HTML/CSS 3 - Mentor's Outline

This outline provides tips to help mentors guide students to the best answers or outcomes for the lesson topics and exercises.

Resources

Articles

Quizzes

Open-source HTML/CSS Frameworks

Using the Navbar color schemes, use the browser's dev tools to show how changing the navbar classes in the example website changes the look based on Bootstrap.

Using the Card example, try to illustrate the way tags are nested inside of each other in a specific hierarchy. Emphasise the practice of paying close attention to documentation and picking up on minor details.

Git Branching Excercise

A mentor should act as a remote repository and have a large sheet of paper. Students should have 4-5 sheets of paper.

  1. The mentor should write their name at the top of the sheet, and write master below that.
  2. Students should clone the main sheet on one of their sheets (git clone), with their name and master on the sheet.
  3. Students should take a new sheet of paper. Copy their main sheet, and replace master with feature-branch (git checkout -b feature-branch).
  4. Students should write their country of origin on their feature-branch sheet.
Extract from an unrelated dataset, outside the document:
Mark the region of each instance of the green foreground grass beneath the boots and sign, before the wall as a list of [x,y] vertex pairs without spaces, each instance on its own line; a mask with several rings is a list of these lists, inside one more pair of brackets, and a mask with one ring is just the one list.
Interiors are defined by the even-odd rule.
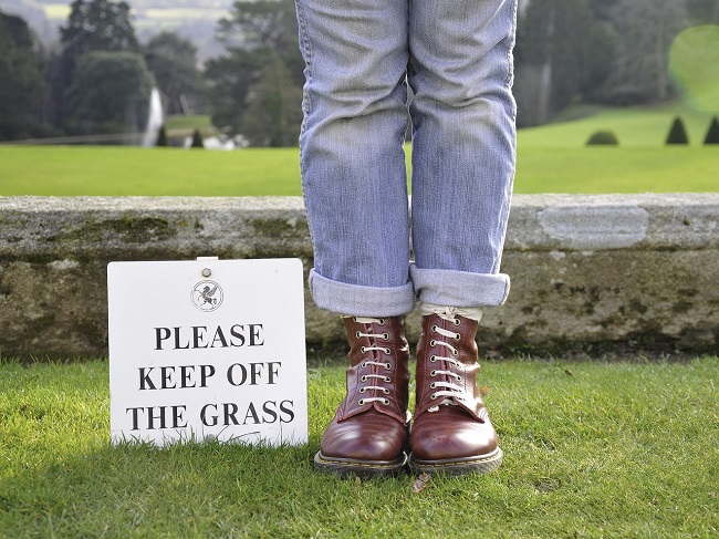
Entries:
[[300,447],[108,443],[107,363],[0,362],[0,537],[717,537],[719,360],[488,361],[506,452],[479,477],[312,470],[343,366],[309,370]]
Then show it to the mentor (git commit, git push and pull request).
  5. The mentor should "merge" each pull request by copying the country of origin onto their sheet.
  6. Take a moment to indicate how their local sheet have divered from the mentor's sheet.
  7. Ask the students to take their master sheet and copy the mentor's sheet (git checkout master and git pull upstream master).
  8. Have the students take their feature-branch sheet, ball it up, and throw it away (git branch -D feature-branch).

Spend some time with this Git Cheatsheet. Point to your sheets and their sheets and ask them to identify what's in the Upstream Repository, Local Repository, Index and Workspace. Then walk through the whole process from Workspace up:

  1. A student makes a change on their sheet. This change is in the Workspace.
  2. A student does a git add. This change is now in the Index.
  3. A student does a git commit. This change is now in the Local Repository.
  4. A student does a git push. This change is now in the Remote Repository.

Personal Websites

The goal of this exercise is to identify students who are struggling to keep up. Try to identify where a student is struggling:

  • Can they find their files quickly?
  • Are they using the command line when appropriate?
  • Do they understand how their HTML and CSS interact?
  • Do they seem to understand syntax, or are they writing code in the wrong place?
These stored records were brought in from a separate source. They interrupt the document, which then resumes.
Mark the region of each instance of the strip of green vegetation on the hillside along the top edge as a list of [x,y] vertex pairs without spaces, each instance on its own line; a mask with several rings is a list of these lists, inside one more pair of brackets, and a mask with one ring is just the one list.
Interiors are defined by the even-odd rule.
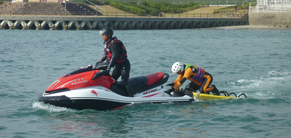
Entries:
[[[134,13],[138,15],[152,15],[156,16],[160,13],[184,13],[188,12],[194,9],[198,9],[201,7],[205,7],[207,5],[225,5],[226,3],[223,3],[222,1],[213,0],[213,1],[202,1],[197,0],[195,2],[183,2],[182,0],[178,2],[178,0],[90,0],[91,2],[88,2],[86,0],[71,0],[73,3],[87,3],[90,4],[95,3],[96,5],[109,5],[112,7],[115,7],[119,10],[126,11],[129,13]],[[139,2],[140,1],[140,2]],[[185,1],[185,0],[184,0]],[[217,1],[217,2],[214,2]],[[226,2],[226,1],[225,1]],[[240,3],[242,2],[242,3]],[[233,9],[234,4],[237,4],[238,9],[248,9],[247,3],[244,1],[233,1],[233,4],[231,4],[231,1],[228,1],[227,9]],[[244,4],[244,5],[243,5]],[[216,9],[213,11],[213,13],[221,13],[226,10],[225,8]]]

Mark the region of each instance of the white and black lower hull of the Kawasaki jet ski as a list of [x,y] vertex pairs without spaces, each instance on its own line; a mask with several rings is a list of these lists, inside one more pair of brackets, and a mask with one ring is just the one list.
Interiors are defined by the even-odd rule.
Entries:
[[38,100],[47,104],[78,110],[111,110],[124,107],[129,104],[193,101],[193,99],[187,95],[183,97],[172,97],[165,93],[165,89],[162,87],[163,86],[159,86],[153,88],[152,90],[135,94],[134,98],[118,95],[105,87],[91,87],[71,91],[69,90],[55,94],[47,94],[44,92],[38,96]]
If you find a student who is struggling with any of these basics, try to work through them together, then give them a short assignment where they need to do something on their own.

There will be several students who have the basics down. If they do, push them on some of the higher-level abstract concepts, like re-usable HTML/CSS components, and using CSS specificity cleverly (eg - basic and primary buttons). Beyond that, let them read up on HTML Forms (links in the resources), do some of the advanced suggestions in the syllabus, or challenge them to read and implement BEM naming syntax.